A month or so ago His Majesty picked up an old pup tent somewhere and set it up in the garden for the kids to play in. Needless to say, it wasn't too long before the older two were begging to be allowed to sleep out overnight in it.
Now, DOB and I have very different feelings about sleeping outside, and not according to gender stereotypes, either. He cannot conceive of why anyone would want to sleep outside, while I grew up in a family where tents were for sissies and where my aunt and uncle have slept outside every night for decades. (Although they live in southern California, so it doesn't quite apply here.)

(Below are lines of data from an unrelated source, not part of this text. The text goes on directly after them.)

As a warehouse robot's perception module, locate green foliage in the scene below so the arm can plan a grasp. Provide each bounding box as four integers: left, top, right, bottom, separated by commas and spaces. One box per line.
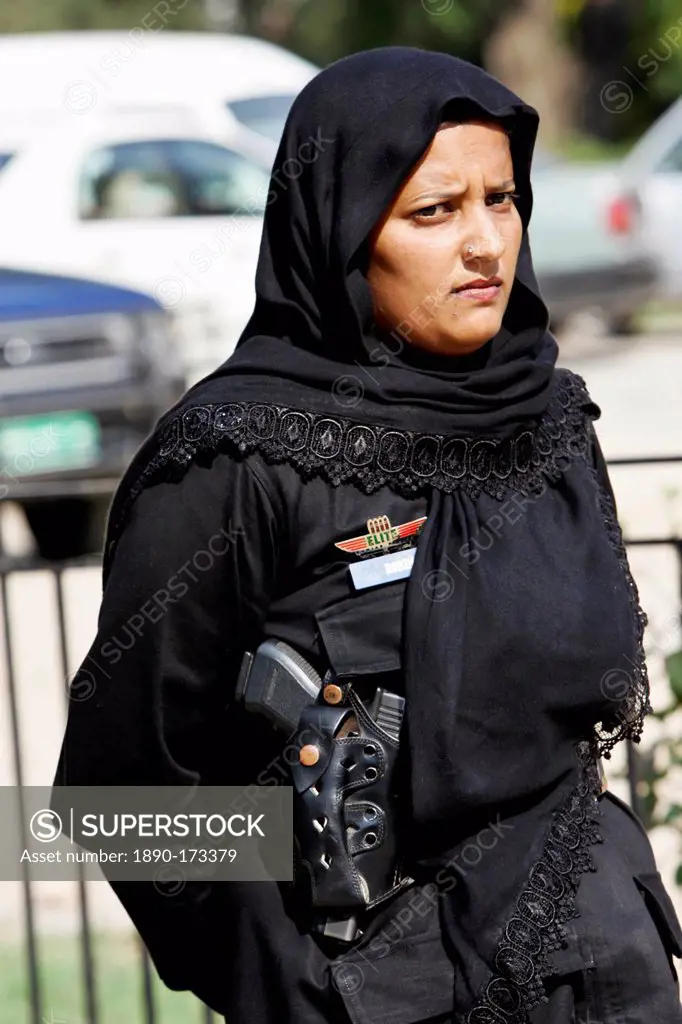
287, 0, 501, 65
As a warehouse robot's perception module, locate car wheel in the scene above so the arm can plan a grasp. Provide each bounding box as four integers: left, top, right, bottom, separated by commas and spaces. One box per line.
24, 497, 109, 561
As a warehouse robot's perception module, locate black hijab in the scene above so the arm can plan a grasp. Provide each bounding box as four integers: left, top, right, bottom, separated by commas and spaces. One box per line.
104, 47, 620, 1021
156, 46, 556, 435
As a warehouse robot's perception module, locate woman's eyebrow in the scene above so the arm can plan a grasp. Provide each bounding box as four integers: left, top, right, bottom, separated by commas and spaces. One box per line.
409, 178, 514, 203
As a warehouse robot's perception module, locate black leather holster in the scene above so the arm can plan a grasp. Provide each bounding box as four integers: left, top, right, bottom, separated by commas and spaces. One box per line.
290, 688, 412, 930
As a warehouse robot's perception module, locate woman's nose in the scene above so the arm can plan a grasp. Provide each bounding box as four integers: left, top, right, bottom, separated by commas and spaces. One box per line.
462, 222, 506, 263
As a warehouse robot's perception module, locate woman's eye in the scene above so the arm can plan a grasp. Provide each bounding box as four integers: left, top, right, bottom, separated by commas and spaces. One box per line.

Anyway, last Friday we finally agreed to let them have a try, and trotted out the requisite amounts of blankets, pillows, stuffed animals and flashlights. Then everyone remembered they hadn't been potty. Then everyone remembered something else they had forgotten.

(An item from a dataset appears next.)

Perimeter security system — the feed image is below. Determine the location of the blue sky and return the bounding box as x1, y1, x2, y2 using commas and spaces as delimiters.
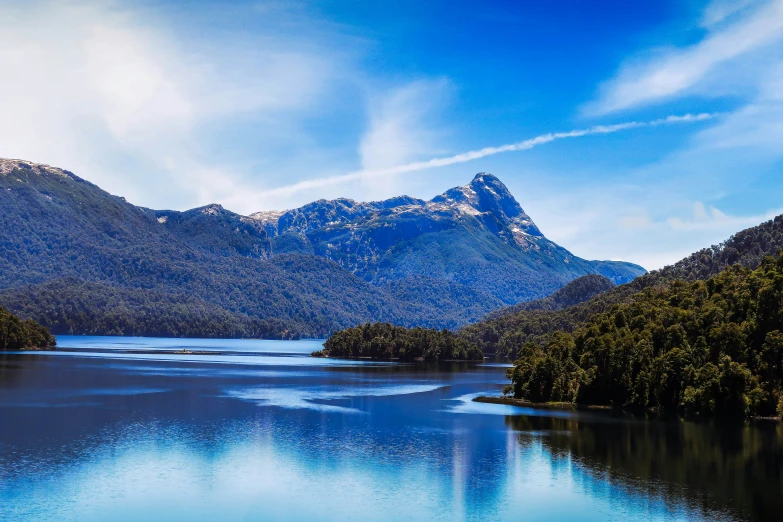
0, 0, 783, 269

Then everything got quiet.
Until ten o'clock, when we heard them at the door. D1 was crying because D2 didn't want to sleep outside anymore, and she didn't want to do it alone. So we sat down and discussed why D2 didn't want to sleep outside any more.
Actually, what we discussed, as D2 brought up one thing after another, was the better-known animals of several continents, their level of danger to humans and their likelihood of coming into the tent. Polar bears were perilous, but wouldn't like the heat. Lions couldn't cross the ocean. Bunnies were near at hand, but afraid of humans. So were deer. Slugs were not afraid of humans, but wouldn't like the tent fabric.
Spiders, though . . . there was no denying that spiders might get in. Whereupon D1 began to look relieved that sleeping out was no longer on the agenda.
We put the quilt over the table instead and let them camp out in the living room. As I passed by a few minutes later, I heard a small voice from under the table, "But . . . couldn't we bonk our heads on the table?"